The Only Way is Ethics

Recently I was talking to someone in a pub, and mentioned that I engaged in film photography. They mentioned that they did not personally approve of film photography, as it contains animal products.

This is not something I had previously put much thought into, despite generally agreeing that meat is not a particularly sustainable source of food. Whilst, after a bit of research, I’m mostly at peace with the fact that photographic emulsion uses an extremely small amount of gelatin – primarily as it is making use of a by-product which otherwise would have gone to waste, and in of itself isn’t a driver for meat production. Until meat production is entirely eliminated, I think I’ll be OK with that. I hope by that point, someone will have invented a synthetic replacement for making emulsion – if they’ve not, I’ll happily give up the hobby if it’s what keeping slaughterhouses in business.

However, whilst I’m not going vegan overnight, this caused me to think a bit about whether there is anything else that I’m unwittingly doing that supports broadly unethical practices in a meaningful way …


The first one that came to mind was clothing. My present shoe of choice is Converse. However, as it turns out they’re owned by Nike – a company I’m not too keen on in terms of ethical practices. So I looked into what alternatives were out there, as my current shoes are in need of replacement (another thing I have come to dislike about Converse trainers – they’re not especially long lasting!). I checked out the Ethical Consumer page on Shoes, which lists a few suppliers they’ve deemed to have the best credentials.

The Blackspot Unswoosher sat on top of that list. I generally agree with the anti-corporate message – I mean, I supported buying all of the ad space in Clapham Common tube station for two weeks and replacing them with pictures of cats. However, I’m not a massive fan of the style, which is a shame!

I ended up skipping a few down and having a look into Po-zu, who have a pretty big selection of functionally similar shoes to Converse – including several Star Wars licensed ones…. argh, couldn’t resist!

Whilst I’m annoyed that the Star Wars franchise is now owned by Disney, and I don’t agree with all of their business practices (they are completely enormous, so they’re bound to slip up somewhere), the fact that the item itself uses Fair Rubber, and sustainable materials like coconut husk and organic cotton (which, I hope, is grown somewhere with a plentiful source of water!), I think I can count that as a win.

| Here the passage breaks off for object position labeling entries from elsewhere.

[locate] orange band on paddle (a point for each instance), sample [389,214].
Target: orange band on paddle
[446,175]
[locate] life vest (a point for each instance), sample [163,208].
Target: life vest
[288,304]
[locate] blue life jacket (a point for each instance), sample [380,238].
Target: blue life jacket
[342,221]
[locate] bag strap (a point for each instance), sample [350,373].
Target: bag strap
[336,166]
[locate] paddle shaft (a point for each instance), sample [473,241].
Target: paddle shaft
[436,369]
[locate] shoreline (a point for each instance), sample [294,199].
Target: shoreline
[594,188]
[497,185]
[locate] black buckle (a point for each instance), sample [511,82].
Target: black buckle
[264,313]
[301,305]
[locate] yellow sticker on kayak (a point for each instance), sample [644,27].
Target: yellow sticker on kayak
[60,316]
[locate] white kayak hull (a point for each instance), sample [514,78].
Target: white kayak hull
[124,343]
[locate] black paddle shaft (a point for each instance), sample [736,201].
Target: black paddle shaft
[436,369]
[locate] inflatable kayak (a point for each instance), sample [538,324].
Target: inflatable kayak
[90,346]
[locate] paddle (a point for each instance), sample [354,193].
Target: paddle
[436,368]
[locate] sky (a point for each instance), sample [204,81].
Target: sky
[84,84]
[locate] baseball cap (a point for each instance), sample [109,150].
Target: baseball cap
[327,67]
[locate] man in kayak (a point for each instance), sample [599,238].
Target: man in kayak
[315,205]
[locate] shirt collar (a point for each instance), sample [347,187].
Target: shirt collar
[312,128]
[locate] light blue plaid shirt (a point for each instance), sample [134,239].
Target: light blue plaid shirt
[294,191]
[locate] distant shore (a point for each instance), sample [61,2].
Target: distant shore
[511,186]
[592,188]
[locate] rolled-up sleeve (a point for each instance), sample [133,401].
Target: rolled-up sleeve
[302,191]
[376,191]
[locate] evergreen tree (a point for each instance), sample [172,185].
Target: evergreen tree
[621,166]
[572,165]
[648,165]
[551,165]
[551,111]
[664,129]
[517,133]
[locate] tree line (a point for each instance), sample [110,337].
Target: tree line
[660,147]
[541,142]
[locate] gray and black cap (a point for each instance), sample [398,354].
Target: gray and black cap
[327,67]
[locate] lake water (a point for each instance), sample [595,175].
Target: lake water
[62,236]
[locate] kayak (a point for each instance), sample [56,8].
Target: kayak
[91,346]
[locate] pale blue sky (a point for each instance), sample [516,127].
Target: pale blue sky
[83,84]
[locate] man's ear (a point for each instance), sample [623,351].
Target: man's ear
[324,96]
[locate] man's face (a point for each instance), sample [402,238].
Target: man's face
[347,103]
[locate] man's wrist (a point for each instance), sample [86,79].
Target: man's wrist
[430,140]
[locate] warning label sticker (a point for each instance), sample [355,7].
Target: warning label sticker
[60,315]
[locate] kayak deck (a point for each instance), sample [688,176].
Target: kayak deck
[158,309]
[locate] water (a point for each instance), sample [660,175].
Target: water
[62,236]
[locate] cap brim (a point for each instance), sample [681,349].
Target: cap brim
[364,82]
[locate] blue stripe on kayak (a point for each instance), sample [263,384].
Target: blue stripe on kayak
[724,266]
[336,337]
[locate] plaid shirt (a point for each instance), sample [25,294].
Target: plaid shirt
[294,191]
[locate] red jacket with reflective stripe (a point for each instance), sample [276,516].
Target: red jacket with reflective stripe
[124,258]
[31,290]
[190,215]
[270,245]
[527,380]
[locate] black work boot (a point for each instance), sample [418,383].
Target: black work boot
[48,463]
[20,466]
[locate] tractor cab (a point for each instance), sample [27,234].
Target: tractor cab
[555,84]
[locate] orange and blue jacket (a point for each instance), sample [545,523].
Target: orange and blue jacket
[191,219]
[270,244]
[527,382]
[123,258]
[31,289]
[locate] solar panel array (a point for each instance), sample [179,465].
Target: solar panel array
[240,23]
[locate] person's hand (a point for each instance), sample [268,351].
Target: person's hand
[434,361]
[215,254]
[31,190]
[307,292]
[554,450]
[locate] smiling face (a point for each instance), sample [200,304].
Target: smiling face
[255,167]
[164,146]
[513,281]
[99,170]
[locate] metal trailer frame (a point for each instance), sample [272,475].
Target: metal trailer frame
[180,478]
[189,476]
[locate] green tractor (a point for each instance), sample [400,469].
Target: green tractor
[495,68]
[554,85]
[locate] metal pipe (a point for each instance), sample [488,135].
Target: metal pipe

Turning to tops, I can never have too many t-shirts. Well, I probably can, but it’s kind of my thing. That being the case, I’d like it to be my sustainable thing. So I went in search of companies that made t-shirts ethically.

I really like Rapanui. Their story page tells a tale of a plucky “startup” from the Isle of Wight trying to change the fashion world, by making their clothes traceable and made with sustainable sources and renewable energy. They’ve done so well at applying technology to their production chain that they’re providing it as a service via print on demand. And, even better, when your t-shirt is worn out, they let you send it back to them to be re-manufactured – an initiative I very much agree with. I believe all products should be engineered to have secondary uses after they can no longer perform their primary function. And, to top it all off, their designs are pretty awesome too. They also do a bunch of other clothes too… hoodies, beach towels, underwear… they’ve earned a few spots on my wishlist.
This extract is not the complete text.